The bank will slash 9,000 full-time jobs, 6,000 contractor positions and sell operations with 20,000 more workers. It will also close local operations in 10 smaller countries.
Most the jobs to be shed by selling businesses are at the bank’s Postbank retail bank, which the bank plans to divest. By 2018, the cuts and disposals are to shrink the bank’s workforce from around 103,000 to 77,000.
The announcement came Thursday as the bank reported a net loss of 6 billion euros ($6.6 billion). Net profit was hit by 5.8 billion euros in non-cash charges for the reduced value of its investment bank and Postbank.

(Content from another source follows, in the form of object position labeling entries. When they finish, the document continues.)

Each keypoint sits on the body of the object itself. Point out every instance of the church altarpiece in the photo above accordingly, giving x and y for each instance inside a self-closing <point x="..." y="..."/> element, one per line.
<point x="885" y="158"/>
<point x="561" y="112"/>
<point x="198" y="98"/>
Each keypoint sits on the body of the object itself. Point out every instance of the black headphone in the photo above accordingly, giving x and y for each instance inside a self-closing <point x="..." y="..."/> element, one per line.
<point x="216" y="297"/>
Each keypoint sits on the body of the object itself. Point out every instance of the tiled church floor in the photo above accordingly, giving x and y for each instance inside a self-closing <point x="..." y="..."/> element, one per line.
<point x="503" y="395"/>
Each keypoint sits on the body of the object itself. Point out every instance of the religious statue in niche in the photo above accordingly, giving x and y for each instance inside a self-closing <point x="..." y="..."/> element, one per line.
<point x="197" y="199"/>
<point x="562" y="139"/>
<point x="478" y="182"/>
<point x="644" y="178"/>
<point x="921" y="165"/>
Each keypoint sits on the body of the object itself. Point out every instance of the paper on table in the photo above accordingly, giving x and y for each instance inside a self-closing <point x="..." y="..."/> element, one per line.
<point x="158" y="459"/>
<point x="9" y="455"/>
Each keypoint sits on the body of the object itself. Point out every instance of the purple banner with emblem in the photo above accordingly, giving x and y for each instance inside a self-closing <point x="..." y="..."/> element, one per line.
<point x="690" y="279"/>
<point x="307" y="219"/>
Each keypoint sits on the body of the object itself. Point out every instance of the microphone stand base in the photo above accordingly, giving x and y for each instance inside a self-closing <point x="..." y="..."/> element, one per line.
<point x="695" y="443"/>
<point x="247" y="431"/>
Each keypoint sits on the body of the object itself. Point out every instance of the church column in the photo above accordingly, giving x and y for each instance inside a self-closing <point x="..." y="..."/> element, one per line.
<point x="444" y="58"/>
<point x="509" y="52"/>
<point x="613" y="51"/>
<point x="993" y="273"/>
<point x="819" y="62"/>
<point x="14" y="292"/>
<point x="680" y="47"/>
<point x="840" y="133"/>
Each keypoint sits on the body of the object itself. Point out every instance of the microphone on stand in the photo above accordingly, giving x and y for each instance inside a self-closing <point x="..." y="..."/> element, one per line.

The bank will not pay a dividend this year and next year to retain capital and strengthen the bank’s finances against possible financial turbulence.

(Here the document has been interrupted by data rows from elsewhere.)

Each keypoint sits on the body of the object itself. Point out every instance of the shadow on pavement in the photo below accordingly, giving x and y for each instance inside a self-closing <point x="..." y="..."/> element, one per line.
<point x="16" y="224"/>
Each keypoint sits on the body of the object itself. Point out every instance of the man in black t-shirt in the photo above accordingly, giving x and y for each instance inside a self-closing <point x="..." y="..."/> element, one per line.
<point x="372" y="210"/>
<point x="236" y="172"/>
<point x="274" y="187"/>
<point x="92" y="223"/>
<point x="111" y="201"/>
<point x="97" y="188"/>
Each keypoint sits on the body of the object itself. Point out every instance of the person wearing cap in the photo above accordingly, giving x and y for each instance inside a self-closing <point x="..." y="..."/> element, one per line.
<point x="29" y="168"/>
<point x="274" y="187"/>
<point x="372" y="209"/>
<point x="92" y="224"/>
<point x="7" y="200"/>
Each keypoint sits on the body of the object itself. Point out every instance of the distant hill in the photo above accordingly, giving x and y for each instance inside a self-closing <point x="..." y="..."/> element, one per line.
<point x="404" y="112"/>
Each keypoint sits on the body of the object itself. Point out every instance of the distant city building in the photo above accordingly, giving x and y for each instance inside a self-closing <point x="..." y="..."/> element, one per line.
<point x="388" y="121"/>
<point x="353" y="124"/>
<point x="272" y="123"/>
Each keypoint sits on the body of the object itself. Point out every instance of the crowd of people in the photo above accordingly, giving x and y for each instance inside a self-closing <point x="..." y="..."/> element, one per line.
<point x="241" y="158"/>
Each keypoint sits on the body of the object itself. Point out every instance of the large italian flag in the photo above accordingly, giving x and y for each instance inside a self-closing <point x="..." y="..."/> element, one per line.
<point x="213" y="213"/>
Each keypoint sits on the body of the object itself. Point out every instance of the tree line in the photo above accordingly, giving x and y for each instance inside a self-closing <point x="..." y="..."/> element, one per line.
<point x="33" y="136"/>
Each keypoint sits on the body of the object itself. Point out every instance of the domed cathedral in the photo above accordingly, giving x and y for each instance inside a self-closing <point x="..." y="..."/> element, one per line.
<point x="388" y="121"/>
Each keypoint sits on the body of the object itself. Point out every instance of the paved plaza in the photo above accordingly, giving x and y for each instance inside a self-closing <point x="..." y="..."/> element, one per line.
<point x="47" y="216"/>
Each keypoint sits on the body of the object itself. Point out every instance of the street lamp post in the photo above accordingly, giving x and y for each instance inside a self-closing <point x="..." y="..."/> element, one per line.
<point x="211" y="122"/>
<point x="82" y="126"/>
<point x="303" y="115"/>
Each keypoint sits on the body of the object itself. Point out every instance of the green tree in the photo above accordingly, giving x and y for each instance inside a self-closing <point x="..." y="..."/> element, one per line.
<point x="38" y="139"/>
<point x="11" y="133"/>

Cryan said at a news conference that the bank faced “hard decisions” as he restructures it.
“We must reduce Deutsche Bank’s complexity,” he said.
The bank has struggled to reduce costs and make its administration more transparent and ethical as it deals with uneven profits and investigations into rigging financial benchmarks. Former co-CEO Anshu Jain resigned in June. The other co-CEO, Juergen Fitschen is leaving in May.

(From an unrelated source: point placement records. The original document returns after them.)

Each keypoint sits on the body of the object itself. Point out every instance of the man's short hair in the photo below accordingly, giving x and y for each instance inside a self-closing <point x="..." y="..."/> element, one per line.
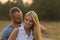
<point x="13" y="10"/>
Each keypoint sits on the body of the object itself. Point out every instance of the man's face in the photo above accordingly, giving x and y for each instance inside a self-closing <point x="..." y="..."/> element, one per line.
<point x="17" y="17"/>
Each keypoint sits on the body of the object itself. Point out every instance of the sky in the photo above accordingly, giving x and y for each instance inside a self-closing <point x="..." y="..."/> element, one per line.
<point x="4" y="1"/>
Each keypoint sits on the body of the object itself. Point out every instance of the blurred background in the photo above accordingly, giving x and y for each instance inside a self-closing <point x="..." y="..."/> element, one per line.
<point x="48" y="12"/>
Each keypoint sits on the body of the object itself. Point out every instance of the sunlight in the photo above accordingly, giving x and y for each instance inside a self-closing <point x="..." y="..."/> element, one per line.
<point x="27" y="2"/>
<point x="3" y="1"/>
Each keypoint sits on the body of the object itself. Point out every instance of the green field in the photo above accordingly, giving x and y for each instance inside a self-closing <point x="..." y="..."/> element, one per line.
<point x="53" y="29"/>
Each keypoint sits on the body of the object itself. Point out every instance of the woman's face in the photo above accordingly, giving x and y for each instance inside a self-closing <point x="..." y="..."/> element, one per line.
<point x="28" y="22"/>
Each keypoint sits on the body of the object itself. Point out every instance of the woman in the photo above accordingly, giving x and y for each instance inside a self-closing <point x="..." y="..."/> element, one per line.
<point x="30" y="30"/>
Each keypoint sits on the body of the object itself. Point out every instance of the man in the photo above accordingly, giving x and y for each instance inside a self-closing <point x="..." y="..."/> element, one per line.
<point x="16" y="19"/>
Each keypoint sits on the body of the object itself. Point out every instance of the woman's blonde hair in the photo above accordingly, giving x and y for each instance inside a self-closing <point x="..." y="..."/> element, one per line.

Cryan warned that “there will be consequences on compensation” when he was asked about the impact on executive bonuses but said he could not yet quantify them.
He said it would be “unacceptable not to share some of the costs that we have suffered” as a “consequence of poor historic behaviour.”
The bank has set aside billions to pay for fines and legal settlements and costs in a several cases, including the rigging by a number of banks of the key interest rate benchmark known as the London Interbank Offered Rate, or Libor. The bank paid $2.5 billion to regulators in Britain and the United States to settle the Libor case.
The bank said it would close its onshore operations in Argentina, Chile, Mexico, Peru, Uruguay, Denmark, Finland, Norway, Malta and New Zealand. Some branches in Germany would close as well, Cryan said. Of the 9,000 internal job cuts, about 4,000 will take place in Germany.